3

I found some configuration of nginx contains:

if($args ^~ post=140) {
    rewrite ^ http://example.com/ permanent;
}

What does the ^ mean in rewrite ^ http://example.com/ permanent?

1
  • please specicy all the information that you want . i have some information of this but can't sure please chech on this link it will provide fully information od your question. nginx.org/en/CHANGES
    – Rahul Mandaliya
    Jul 6, 2011 at 13:35

1 Answer 1

5

It's a regexp metacharacter that matches the beginning of a string. Since all strings have a beginning, this regexp matches any string.

This is a typical nginx idiom for "redirect any URL to http://example.com/".

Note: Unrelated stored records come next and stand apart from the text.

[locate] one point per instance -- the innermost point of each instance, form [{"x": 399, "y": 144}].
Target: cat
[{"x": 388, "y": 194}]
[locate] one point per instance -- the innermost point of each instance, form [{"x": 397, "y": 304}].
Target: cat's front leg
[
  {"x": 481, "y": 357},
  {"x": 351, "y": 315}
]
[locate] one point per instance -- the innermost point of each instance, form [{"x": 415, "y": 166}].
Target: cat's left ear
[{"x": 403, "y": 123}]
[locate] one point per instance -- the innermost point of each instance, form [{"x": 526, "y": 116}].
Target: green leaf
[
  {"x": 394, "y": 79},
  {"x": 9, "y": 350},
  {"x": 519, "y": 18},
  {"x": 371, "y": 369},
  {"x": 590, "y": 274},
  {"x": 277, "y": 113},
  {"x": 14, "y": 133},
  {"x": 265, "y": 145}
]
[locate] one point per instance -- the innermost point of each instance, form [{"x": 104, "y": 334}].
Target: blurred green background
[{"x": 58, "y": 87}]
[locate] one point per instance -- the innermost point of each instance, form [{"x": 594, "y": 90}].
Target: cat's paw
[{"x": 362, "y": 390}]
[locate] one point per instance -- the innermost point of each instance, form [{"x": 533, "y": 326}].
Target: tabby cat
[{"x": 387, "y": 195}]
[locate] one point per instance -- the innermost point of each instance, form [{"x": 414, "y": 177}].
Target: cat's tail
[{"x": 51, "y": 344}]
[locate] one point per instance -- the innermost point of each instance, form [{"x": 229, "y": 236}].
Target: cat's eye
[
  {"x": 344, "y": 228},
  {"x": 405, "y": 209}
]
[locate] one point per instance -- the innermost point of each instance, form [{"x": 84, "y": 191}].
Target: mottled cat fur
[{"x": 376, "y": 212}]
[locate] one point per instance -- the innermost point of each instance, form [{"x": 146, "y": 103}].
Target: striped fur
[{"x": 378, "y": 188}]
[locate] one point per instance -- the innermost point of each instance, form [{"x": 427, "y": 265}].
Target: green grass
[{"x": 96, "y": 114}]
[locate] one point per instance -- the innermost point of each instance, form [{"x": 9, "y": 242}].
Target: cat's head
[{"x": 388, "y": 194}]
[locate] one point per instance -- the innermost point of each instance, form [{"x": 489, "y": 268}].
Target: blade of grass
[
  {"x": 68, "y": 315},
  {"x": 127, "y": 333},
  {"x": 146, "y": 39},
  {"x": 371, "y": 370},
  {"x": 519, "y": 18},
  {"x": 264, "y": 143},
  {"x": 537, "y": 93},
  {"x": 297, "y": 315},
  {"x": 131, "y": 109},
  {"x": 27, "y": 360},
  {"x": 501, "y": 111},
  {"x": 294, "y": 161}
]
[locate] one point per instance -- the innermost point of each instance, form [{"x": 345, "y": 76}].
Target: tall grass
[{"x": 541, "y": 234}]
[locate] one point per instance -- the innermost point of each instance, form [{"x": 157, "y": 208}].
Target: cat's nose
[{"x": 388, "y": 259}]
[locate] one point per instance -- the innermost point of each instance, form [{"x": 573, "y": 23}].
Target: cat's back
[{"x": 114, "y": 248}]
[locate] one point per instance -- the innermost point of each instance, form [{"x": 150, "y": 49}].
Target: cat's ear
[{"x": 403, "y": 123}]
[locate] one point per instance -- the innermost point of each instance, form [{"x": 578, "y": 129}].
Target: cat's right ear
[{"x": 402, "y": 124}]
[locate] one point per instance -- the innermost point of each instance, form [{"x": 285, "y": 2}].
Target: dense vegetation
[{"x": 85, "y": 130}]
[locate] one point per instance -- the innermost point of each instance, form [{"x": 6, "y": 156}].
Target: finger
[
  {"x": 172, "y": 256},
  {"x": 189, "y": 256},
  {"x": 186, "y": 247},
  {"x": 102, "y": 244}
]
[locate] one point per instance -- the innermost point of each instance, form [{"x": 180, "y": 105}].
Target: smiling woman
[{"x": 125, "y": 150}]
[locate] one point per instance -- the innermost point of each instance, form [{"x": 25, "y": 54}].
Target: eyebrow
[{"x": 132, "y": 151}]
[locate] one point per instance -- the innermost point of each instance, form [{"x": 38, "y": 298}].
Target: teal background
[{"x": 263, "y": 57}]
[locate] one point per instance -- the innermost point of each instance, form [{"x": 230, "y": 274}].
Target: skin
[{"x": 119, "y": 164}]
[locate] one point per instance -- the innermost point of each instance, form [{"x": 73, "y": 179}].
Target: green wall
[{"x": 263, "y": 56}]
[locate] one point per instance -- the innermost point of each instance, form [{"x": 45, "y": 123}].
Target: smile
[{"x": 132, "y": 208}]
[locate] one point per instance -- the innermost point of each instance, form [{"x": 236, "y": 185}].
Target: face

The $ metacharacter matching the end of a string would work as well, but ^ seems to be what everybody uses.

2
  • Just to confirm - the ^ is the first part of the rewrite, and what it matches, gets replaced with http://test.com/. So is this like doing ^.*, and matching everything? Why does a ^ by itself, work?
    – Cyclops
    Jul 6, 2011 at 14:26
  • 2
    @John: Regexps are not "anchored" by default. The regexp foo will match any URL with the word "foo" in it. The regexp ^foo will match any URL starting with the word "foo". And so the regexp ^ will match any string at all. .* would work just as well, but it would probably scan the whole string and thus take longer, I suspect.